Cognitive inhibition tasks interfere with dual-task walking and increase prefrontal cortical activity more than working memory tasks in young and older adults

Background: Prior work suggests there may be greater reliance on executive function for walking in older people. The pre-frontal cortex (PFC), which controls aspects of executive function, is known to be active during dual-task walking (DTW). However, there is debate on how PFC activity during DTW is impacted by ageing and the requirements of the cognitive task.

Research Question: Functional near infrared spectroscopy, was used to investigate how PFC activity during walking was affected by i) healthy ageing; and ii) dual-tasks that utilise inhibition or working memory aspects of executive function.

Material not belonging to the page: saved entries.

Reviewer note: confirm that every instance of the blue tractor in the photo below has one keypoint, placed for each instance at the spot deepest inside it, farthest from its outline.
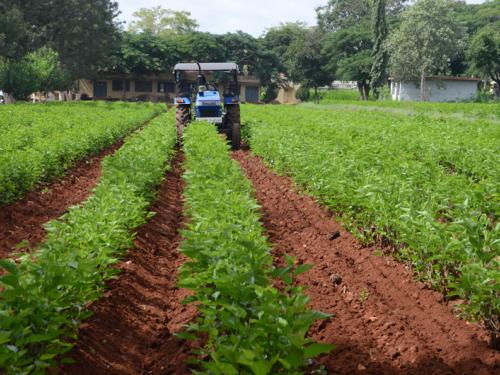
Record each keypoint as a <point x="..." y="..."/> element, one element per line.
<point x="203" y="100"/>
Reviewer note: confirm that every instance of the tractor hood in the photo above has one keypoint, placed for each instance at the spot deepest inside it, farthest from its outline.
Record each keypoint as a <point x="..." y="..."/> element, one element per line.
<point x="208" y="98"/>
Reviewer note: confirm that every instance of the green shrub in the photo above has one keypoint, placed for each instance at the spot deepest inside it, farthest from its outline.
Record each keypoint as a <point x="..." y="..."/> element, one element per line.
<point x="40" y="142"/>
<point x="303" y="93"/>
<point x="46" y="294"/>
<point x="428" y="185"/>
<point x="250" y="326"/>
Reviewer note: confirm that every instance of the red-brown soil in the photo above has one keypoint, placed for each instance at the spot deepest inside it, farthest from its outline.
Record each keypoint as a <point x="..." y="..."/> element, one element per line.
<point x="23" y="220"/>
<point x="384" y="322"/>
<point x="131" y="331"/>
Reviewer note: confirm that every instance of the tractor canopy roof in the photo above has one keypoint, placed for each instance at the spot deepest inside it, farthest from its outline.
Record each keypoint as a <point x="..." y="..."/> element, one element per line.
<point x="193" y="67"/>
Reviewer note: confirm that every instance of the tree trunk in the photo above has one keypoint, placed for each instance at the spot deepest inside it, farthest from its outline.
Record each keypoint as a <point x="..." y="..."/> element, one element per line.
<point x="366" y="90"/>
<point x="361" y="90"/>
<point x="9" y="99"/>
<point x="422" y="87"/>
<point x="124" y="88"/>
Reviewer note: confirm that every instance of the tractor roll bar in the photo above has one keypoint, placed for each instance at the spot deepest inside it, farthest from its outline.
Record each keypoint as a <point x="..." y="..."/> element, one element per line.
<point x="216" y="67"/>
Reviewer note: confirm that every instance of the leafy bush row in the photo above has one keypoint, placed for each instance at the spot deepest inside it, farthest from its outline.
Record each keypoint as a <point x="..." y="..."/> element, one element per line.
<point x="429" y="186"/>
<point x="40" y="142"/>
<point x="45" y="294"/>
<point x="251" y="327"/>
<point x="340" y="97"/>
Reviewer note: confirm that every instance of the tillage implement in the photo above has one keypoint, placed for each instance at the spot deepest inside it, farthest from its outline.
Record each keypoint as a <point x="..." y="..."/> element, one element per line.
<point x="202" y="100"/>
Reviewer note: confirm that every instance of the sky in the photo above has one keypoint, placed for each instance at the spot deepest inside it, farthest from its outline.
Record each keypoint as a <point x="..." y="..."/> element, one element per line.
<point x="251" y="16"/>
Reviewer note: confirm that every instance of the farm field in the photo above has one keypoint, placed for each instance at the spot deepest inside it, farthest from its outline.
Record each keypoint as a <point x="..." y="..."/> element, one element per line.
<point x="196" y="258"/>
<point x="39" y="143"/>
<point x="339" y="99"/>
<point x="427" y="187"/>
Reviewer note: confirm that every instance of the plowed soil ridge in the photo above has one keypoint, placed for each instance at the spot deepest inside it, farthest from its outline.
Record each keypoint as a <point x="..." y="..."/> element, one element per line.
<point x="131" y="331"/>
<point x="23" y="220"/>
<point x="384" y="321"/>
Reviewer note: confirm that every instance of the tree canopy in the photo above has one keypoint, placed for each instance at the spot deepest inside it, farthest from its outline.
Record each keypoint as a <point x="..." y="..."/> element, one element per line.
<point x="158" y="20"/>
<point x="428" y="37"/>
<point x="484" y="53"/>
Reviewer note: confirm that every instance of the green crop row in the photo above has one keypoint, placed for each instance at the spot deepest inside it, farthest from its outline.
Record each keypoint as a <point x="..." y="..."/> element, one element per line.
<point x="250" y="326"/>
<point x="350" y="98"/>
<point x="430" y="187"/>
<point x="40" y="142"/>
<point x="45" y="294"/>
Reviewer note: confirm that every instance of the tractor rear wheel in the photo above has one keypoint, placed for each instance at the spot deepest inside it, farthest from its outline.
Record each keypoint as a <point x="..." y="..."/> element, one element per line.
<point x="182" y="118"/>
<point x="234" y="122"/>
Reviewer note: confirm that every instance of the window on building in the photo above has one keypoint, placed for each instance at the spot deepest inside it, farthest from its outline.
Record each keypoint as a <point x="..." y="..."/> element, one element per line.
<point x="118" y="85"/>
<point x="143" y="86"/>
<point x="166" y="87"/>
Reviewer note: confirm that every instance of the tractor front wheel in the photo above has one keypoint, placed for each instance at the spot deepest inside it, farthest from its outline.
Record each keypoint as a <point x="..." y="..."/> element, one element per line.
<point x="182" y="118"/>
<point x="234" y="122"/>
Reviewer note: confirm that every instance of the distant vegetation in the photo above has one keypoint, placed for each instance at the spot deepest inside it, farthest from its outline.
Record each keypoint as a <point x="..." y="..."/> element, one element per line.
<point x="353" y="40"/>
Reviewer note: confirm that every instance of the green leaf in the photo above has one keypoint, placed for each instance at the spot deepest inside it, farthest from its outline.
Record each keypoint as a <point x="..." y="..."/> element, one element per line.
<point x="185" y="336"/>
<point x="316" y="349"/>
<point x="302" y="268"/>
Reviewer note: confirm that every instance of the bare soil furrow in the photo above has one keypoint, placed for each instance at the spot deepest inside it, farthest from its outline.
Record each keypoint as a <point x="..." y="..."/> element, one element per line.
<point x="131" y="331"/>
<point x="384" y="321"/>
<point x="23" y="220"/>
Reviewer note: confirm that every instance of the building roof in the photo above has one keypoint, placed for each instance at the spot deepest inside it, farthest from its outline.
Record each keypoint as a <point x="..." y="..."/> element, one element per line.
<point x="446" y="78"/>
<point x="453" y="78"/>
<point x="193" y="67"/>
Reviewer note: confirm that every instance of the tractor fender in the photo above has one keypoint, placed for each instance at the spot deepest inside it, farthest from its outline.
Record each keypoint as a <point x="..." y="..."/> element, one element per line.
<point x="182" y="101"/>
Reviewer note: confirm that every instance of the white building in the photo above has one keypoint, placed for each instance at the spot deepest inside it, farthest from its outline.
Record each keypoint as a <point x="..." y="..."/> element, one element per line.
<point x="437" y="89"/>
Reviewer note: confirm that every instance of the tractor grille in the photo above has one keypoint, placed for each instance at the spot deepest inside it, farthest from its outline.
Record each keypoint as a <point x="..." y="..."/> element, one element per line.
<point x="209" y="112"/>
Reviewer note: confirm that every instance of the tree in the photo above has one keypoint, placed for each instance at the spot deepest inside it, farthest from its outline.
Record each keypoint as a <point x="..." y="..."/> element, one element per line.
<point x="158" y="20"/>
<point x="428" y="37"/>
<point x="14" y="33"/>
<point x="37" y="71"/>
<point x="306" y="61"/>
<point x="350" y="39"/>
<point x="275" y="43"/>
<point x="343" y="14"/>
<point x="348" y="52"/>
<point x="484" y="53"/>
<point x="379" y="54"/>
<point x="82" y="32"/>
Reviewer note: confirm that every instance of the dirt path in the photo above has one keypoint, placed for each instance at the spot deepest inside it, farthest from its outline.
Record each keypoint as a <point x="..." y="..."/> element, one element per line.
<point x="384" y="322"/>
<point x="131" y="329"/>
<point x="24" y="219"/>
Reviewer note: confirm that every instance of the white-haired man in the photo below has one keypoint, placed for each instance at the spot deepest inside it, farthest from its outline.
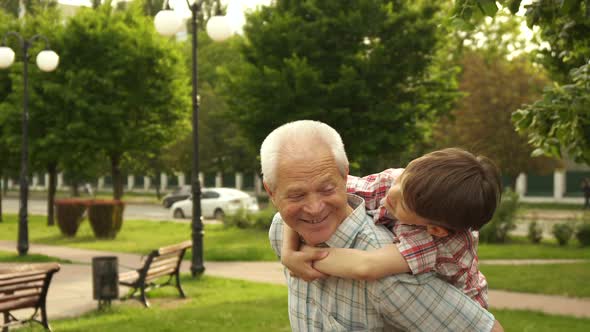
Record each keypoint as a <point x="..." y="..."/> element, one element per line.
<point x="304" y="168"/>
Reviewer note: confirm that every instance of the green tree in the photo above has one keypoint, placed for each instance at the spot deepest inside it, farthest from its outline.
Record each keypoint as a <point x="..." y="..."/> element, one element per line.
<point x="494" y="88"/>
<point x="126" y="83"/>
<point x="359" y="66"/>
<point x="560" y="121"/>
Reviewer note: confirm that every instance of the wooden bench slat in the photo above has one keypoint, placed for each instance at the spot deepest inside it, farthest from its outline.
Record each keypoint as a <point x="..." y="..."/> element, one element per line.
<point x="19" y="295"/>
<point x="17" y="287"/>
<point x="19" y="304"/>
<point x="16" y="281"/>
<point x="176" y="247"/>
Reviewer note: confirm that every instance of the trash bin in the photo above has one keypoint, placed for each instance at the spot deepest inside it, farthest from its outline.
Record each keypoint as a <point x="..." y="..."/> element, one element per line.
<point x="105" y="279"/>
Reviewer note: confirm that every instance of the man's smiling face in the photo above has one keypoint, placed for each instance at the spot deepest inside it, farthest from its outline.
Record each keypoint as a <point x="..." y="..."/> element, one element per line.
<point x="310" y="194"/>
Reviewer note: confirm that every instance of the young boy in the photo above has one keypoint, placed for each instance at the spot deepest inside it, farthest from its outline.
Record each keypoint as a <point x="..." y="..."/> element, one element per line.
<point x="437" y="204"/>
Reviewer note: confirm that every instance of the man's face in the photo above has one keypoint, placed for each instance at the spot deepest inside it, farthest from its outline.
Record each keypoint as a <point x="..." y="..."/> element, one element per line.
<point x="310" y="194"/>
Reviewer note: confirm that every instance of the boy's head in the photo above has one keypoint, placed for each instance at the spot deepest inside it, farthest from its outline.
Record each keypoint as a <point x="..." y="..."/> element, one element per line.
<point x="450" y="188"/>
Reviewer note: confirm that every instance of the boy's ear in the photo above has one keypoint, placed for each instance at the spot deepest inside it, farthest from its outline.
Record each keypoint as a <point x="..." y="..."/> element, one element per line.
<point x="437" y="231"/>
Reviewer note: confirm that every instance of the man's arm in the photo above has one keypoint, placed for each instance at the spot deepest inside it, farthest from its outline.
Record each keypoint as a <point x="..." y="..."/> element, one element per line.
<point x="424" y="302"/>
<point x="359" y="264"/>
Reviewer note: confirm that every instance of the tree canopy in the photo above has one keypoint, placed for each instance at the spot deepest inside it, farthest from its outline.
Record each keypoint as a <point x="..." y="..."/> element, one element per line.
<point x="360" y="66"/>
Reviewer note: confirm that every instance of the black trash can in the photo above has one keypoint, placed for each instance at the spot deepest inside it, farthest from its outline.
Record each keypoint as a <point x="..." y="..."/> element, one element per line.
<point x="105" y="279"/>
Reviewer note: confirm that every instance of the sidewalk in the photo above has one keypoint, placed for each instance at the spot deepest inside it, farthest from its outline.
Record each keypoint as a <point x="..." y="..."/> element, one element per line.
<point x="71" y="290"/>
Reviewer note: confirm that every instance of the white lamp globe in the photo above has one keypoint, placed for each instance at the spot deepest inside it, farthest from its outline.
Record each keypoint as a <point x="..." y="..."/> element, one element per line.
<point x="6" y="57"/>
<point x="167" y="22"/>
<point x="47" y="60"/>
<point x="218" y="28"/>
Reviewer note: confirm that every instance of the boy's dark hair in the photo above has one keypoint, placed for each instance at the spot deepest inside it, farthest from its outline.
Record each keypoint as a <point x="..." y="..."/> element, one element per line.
<point x="452" y="188"/>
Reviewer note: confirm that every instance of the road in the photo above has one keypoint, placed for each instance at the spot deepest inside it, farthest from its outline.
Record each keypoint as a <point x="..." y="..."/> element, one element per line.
<point x="132" y="211"/>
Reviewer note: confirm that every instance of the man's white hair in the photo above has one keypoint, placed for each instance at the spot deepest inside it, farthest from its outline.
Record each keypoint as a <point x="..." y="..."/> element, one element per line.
<point x="298" y="135"/>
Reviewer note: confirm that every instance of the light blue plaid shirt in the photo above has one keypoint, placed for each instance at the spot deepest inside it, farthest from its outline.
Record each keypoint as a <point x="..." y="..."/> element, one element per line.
<point x="396" y="303"/>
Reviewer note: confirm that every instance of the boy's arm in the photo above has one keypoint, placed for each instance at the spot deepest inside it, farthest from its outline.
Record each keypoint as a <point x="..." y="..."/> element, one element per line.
<point x="299" y="263"/>
<point x="373" y="188"/>
<point x="359" y="264"/>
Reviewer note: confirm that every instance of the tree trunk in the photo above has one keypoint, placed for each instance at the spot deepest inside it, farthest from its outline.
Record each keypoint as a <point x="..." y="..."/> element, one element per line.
<point x="51" y="189"/>
<point x="75" y="188"/>
<point x="0" y="199"/>
<point x="117" y="177"/>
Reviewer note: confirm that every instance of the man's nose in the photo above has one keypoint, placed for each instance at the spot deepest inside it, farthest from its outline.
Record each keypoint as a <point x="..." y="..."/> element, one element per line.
<point x="314" y="205"/>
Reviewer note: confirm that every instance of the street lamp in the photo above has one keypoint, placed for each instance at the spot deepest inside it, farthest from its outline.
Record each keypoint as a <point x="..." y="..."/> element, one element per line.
<point x="47" y="60"/>
<point x="167" y="23"/>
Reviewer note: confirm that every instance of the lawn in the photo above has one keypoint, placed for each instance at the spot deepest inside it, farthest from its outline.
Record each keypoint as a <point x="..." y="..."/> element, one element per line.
<point x="216" y="304"/>
<point x="11" y="257"/>
<point x="140" y="236"/>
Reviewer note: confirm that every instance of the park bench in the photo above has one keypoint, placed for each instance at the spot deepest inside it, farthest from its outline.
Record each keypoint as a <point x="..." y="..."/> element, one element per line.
<point x="163" y="262"/>
<point x="25" y="286"/>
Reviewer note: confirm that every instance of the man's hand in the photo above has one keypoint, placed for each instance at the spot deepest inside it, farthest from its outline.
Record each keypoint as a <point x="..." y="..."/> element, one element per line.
<point x="300" y="263"/>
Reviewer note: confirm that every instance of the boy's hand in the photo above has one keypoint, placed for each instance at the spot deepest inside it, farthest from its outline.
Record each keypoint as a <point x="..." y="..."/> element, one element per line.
<point x="300" y="263"/>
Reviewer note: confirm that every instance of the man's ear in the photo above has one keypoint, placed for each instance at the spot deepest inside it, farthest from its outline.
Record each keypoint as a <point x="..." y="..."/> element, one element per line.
<point x="269" y="192"/>
<point x="437" y="231"/>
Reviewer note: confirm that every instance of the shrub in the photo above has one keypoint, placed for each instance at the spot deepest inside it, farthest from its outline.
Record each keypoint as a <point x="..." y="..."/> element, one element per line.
<point x="496" y="231"/>
<point x="535" y="232"/>
<point x="563" y="233"/>
<point x="244" y="219"/>
<point x="106" y="217"/>
<point x="69" y="213"/>
<point x="583" y="231"/>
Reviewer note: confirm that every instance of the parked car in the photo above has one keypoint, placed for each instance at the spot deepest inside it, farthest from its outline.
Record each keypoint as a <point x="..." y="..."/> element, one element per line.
<point x="216" y="203"/>
<point x="179" y="194"/>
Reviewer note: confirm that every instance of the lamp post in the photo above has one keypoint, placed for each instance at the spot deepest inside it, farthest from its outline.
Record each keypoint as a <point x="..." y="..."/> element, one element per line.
<point x="47" y="60"/>
<point x="167" y="23"/>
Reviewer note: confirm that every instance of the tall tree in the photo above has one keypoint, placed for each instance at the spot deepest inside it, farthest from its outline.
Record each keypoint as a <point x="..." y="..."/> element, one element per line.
<point x="560" y="121"/>
<point x="130" y="97"/>
<point x="359" y="66"/>
<point x="494" y="88"/>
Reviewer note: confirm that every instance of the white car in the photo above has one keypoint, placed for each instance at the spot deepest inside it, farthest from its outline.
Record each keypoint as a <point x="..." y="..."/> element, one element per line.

Methods: Young (n=26, 16 females, mean 20.9 years) and older (n=26, 16 females, mean 70.3 years) adults performed five conditions: normal walking; Reciting Alternate Letters of the alphabet (RAL, requiring cognitive inhibition and working memory) during standing and walking; and serial subtraction by threes (SS3, requiring working memory alone) during standing and walking. Walking speed, cognitive performance, the PFC haemodynamic response, and fear of falling ratings were analysed using linear mixed-effects modelling.

Results: Compared to quiet standing, PFC activity increased during normal walking for older adults but decreased for young adults (p<0.01). Across both groups, fear of falling contributed to higher PFC activity levels when walking (p<0.01). PFC activity increased during DTW, and this increase was greater when performing RAL compared to the SS3 task (p<0.01). Although the rate of correct responses was higher for RAL, walking speed reduced more with RAL than SS3 in the young group (p=0.01), and the rate of correct responses reduced more when walking with RAL than SS3 in the older group (p<0.01).

Significance: Older adults have increased levels of PFC activation during walking compared to younger adults and fear of falling is a cofounding factor. The interference between gait and a concurrent cognitive task is higher when the cognitive task requires inhibition.